Addition and Multiplication in $F_4$

Question

Could anyone explain the example below? Why is $F_4 = $ {$0,1,x,x+1$}? (I was learning that it should be $F_4 = $ {$0,1,2,3$}). And how do we get the two tables?

Answer 1

$\Bbb{F}_4$ is the finite field of order $4$. It is not the same as $\Bbb{Z}_4$, the integers modulo 4. In fact, $\Bbb{Z}_4$ is not a field. $\Bbb{F}_4$ is the splitting field over $\Bbb{F}_2 = \Bbb{Z}_2$ of the polynomial $X^4 - X$. You get the addition table by observing that $\Bbb{F}_4$ is a 2-dimensional vector space over $\Bbb{F}_2$ with basis $1$ and $x$ where $x$ is either of the roots of $X^4 - X = X(X - 1)(X^2 + X + 1)$ that is not in $\Bbb{F}_2$. You get the multiplication table by using $x^2 + x + 1= 0$ to simplify the expressions for the products of $x$ and $x + 1$.

Answer 2

The question is about the unique (up to isomorphism) field with four elements. Assuming that such a field exists, then its addition and multiplication tables are uniquely determined by the field axioms. More precisely, under addition it is an Abelian group. So it must have the elements zero and one. The first question is what is the additive order of one? It must be a divisor of four, so it is either four or two. In the first case, it must be that $\;\{0,1,$ $2:=1+1,$ $3:=2+1,$ $4:=3+1\}\;$ but there are only four elements so it must be that $\,4=0\,$ since it can't equal any of the three other elements. This implies that $\;2\times 2=4=0,\;$ so zero divisors exist and thus it can't be a field.
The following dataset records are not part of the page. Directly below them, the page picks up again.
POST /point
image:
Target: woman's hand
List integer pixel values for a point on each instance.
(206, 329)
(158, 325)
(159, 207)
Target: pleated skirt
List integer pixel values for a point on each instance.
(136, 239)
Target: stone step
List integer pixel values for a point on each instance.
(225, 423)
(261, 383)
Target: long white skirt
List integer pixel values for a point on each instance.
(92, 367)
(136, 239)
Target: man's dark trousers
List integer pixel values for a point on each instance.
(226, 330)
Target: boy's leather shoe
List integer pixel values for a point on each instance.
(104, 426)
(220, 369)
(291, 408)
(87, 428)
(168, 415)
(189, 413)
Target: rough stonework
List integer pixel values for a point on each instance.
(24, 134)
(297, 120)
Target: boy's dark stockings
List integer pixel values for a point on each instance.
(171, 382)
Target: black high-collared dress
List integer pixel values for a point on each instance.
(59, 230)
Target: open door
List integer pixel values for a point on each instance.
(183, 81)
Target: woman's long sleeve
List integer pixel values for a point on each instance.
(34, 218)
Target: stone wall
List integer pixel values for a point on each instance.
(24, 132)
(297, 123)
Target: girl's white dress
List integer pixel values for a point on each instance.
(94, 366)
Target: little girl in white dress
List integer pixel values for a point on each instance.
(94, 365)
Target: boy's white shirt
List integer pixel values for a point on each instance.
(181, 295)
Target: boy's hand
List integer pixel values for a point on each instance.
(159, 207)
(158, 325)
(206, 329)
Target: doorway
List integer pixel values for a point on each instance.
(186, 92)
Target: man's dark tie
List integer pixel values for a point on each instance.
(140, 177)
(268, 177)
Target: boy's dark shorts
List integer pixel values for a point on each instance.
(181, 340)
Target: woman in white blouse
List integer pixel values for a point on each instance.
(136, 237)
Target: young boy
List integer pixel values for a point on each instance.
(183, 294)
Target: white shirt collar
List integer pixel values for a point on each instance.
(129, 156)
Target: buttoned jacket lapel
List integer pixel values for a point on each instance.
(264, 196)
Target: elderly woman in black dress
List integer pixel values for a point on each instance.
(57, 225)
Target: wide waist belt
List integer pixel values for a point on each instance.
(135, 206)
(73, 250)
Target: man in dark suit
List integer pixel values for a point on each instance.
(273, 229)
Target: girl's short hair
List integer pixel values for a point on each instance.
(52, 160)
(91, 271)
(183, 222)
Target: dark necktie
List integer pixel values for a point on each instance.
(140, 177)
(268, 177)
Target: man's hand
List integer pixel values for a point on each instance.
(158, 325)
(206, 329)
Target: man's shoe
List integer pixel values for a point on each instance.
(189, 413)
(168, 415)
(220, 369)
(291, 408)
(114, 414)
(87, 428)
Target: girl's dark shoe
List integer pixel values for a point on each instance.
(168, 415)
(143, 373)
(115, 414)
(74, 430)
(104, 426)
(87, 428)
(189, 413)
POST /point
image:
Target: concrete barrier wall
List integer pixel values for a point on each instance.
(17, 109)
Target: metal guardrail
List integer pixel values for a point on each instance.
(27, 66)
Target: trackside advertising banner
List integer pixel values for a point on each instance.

The only other possibility is that $\;1+1=0\;$ which implies that there are two other elements. Call one of them $\;x\;$ and the other is $\;x+1\;$ since it can't equal any of the other three elements. In the same way, $\;x+x=0\;$ since it can't equal any of the other three elements. This is enough to uniquely determine the sixteen entries in the addition table.

For multiplication, the defining properties of zero and one determine twelve of the entries in its multiplication table. We get $\;x\times x = 1+x\;$ since it can't equal any of the other three elements. We also get $\;x \times (1+x) = 1\;$ since the multiplicative inverse of $\;x\;$ can't equal any of the other three elements. Finally, $\;(1+x)\times(1+x)=x\;$ and we are done.

Answer 3

I believe that this is $\mathbb{Z}_2[x]/(x^2-x-1)$ which is a field. This is seen to be a field as follows. Since $\mathbb{Z}_2[x]$ is a PID (polynomial rings over fields are always PIDs) and $(x^2-x-1)$ is a prime ideal it follows it is maximal (Because we're in a PID). Since the quotient of a ring by a maximal ideal is always a field, $\mathbb{Z}_2[x]/(x^2-x-1)$ is a field. The way I was able to tell that we quotiented by the polynomial $x^2-x-1$ was from, in this case, seeing $x^2=x+1$ in the multiplication table.

From this perspective we can tell where the addiction and multiplication tables come from. We just add, or multiply, the polynomials together in $\mathbb{Z}_2[x]$ and get $f$ for example. Then we look at the remainder of $f$ when its divided by $x^2-x-1$ and thats our answer.